Dental vocational education programmes to close at Health

After a number of years with declining numbers, the volume of students is now so small in the vocational programmes for Dental Surgery Assistant and Dental Technician at the Department of Dentistry and Oral Health that they are no longer viable. Both programmes will therefore close in August 2023.

Photo: Lars Kruse, AU Foto

After almost 50 years with nearly all odontological programmes centralised in the University Park, from August 2023, it will no longer be possible to train as a dental surgery assistant or dental technician at Aarhus University. The critically low number of students has placed the programmes and the finances of the Department of Dentistry and Oral Health under such pressure that the Department has now requested the Danish Ministry of Education to withdraw the Public Procurement Act status of the two programmes.

“Since 2017, we have expressed concern about the low number of students, which means that we cannot run financially sustainable vocational programmes at the University. Therefore, we will not be able to ensure either the high educational quality for which we are known, or an active and beneficial educational environment for our students in the long term. The closure of the two programmes is, unfortunately, a necessity,” says Department Head Siri Beier Jensen.

The programmes for Dental Surgery Assistant and Dental Technician – formerly known as Laboratory Dental Technician – are the only programmes of vocational education at Aarhus University.

The closure is regrettable and a clear paradox

According to Siri Beier Jensen, the closure of the two dental programmes has nothing to do with institutional plans or the reduction in student places in the cities but is solely a matter of the external frameworks and conditions.

Previously, it was only possible to train as a dental surgery assistant in Aarhus or Copenhagen, whereas today there are seven educational institutions offering the programme in Jutland and Fyn alone. The department head is of the opinion that it is the great competition in western Denmark, smaller year groups among the young, the ministerial framework and several reforms that have limited student intake and caused the number of students to fall steadily over the past five years.

Despite a number of initiatives aimed at attracting more students, Siri Beier Jensen says there are no signs that the trend is reversing or that the number of vocational students at the Department of Dentistry and Oral Health will rise again.
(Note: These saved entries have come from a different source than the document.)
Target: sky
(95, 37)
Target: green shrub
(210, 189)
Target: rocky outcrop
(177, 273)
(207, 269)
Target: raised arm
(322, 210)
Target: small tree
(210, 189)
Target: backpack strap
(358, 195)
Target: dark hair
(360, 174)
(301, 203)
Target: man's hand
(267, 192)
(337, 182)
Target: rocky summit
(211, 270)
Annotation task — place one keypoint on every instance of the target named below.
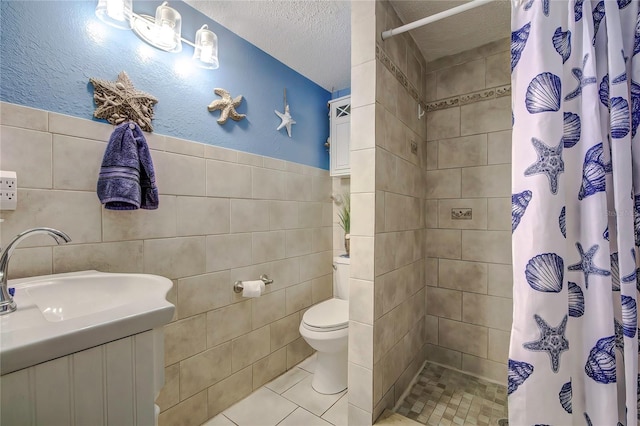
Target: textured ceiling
(458, 33)
(311, 36)
(314, 36)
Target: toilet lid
(331, 314)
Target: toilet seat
(330, 315)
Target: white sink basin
(65, 313)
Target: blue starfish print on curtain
(549, 163)
(601, 363)
(518, 372)
(636, 39)
(635, 107)
(586, 264)
(632, 276)
(594, 170)
(598, 16)
(551, 340)
(518, 42)
(577, 10)
(519, 203)
(619, 335)
(622, 77)
(578, 74)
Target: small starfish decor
(549, 163)
(551, 340)
(118, 101)
(286, 118)
(227, 106)
(586, 264)
(578, 74)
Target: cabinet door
(340, 135)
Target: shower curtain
(573, 357)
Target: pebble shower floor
(446, 397)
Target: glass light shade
(168, 29)
(205, 52)
(116, 13)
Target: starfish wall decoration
(586, 264)
(549, 163)
(551, 340)
(118, 101)
(227, 106)
(286, 118)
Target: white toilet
(325, 327)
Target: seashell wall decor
(519, 371)
(518, 42)
(576, 300)
(562, 43)
(565, 397)
(594, 170)
(619, 118)
(227, 106)
(629, 316)
(119, 101)
(543, 93)
(545, 273)
(601, 363)
(572, 128)
(562, 221)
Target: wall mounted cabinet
(339, 137)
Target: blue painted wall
(340, 93)
(50, 49)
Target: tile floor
(288, 400)
(447, 397)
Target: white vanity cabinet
(111, 384)
(339, 137)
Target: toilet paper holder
(238, 287)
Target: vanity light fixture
(162, 31)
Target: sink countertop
(113, 306)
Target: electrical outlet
(8, 190)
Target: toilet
(325, 327)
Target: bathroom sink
(65, 313)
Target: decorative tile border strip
(469, 98)
(382, 56)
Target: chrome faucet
(7, 304)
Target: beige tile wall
(468, 265)
(387, 301)
(224, 215)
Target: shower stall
(431, 229)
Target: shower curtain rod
(433, 18)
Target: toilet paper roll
(252, 288)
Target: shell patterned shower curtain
(575, 212)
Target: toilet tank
(341, 273)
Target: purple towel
(127, 180)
“It is deeply regrettable and a clear paradox that we are forced to close down the dental vocational programmes when there is a shortage of dental surgery assistants in Denmark, but under the given circumstances, we have no choice,” she says.

“It has been a difficult but necessary decision to close down the programmes, and it will be a loss for the profession and for dental health in general in Denmark when the programme is no longer available in East Jutland.”

The Aarhus model is losing part of its foundation

Since 2016, the Department of Dentistry and Oral Health has been the only place in the world where all of the dental training programmes were centralised in one department, with the aim of promoting synergies between the programmes and the professions. Internationally, this educational model is known as ‘The Aarhus Model of Dental Education’.

However, with the closure of the Dental Surgery Assistant and Dental Technician programmes, the ‘Aarhus model’ will soon be missing two parts of its foundation.

“For us as a department, and for the whole Aarhus Model of Dental Education, it is a loss and an academic blow that we have to say goodbye to two odontological programmes. We are close to reaping the fruit of the Aarhus model, for which reason the closure is even more painful,” says Siri Beier Jensen, who emphasises:

“It is of course worst for the staff members concerned, who, with great dedication and a high professional standard, have taken on the task of training some of Denmark’s best surgery assistants and dental technicians.”

Together with the Department management team, Siri Beier Jensen will now put all her efforts into making the transition period and the next steps as clear and orderly as possible for all the parties involved.

The Department of Dentistry and Oral Health will continue to train dentists, dental hygienists and clinical dental technicians.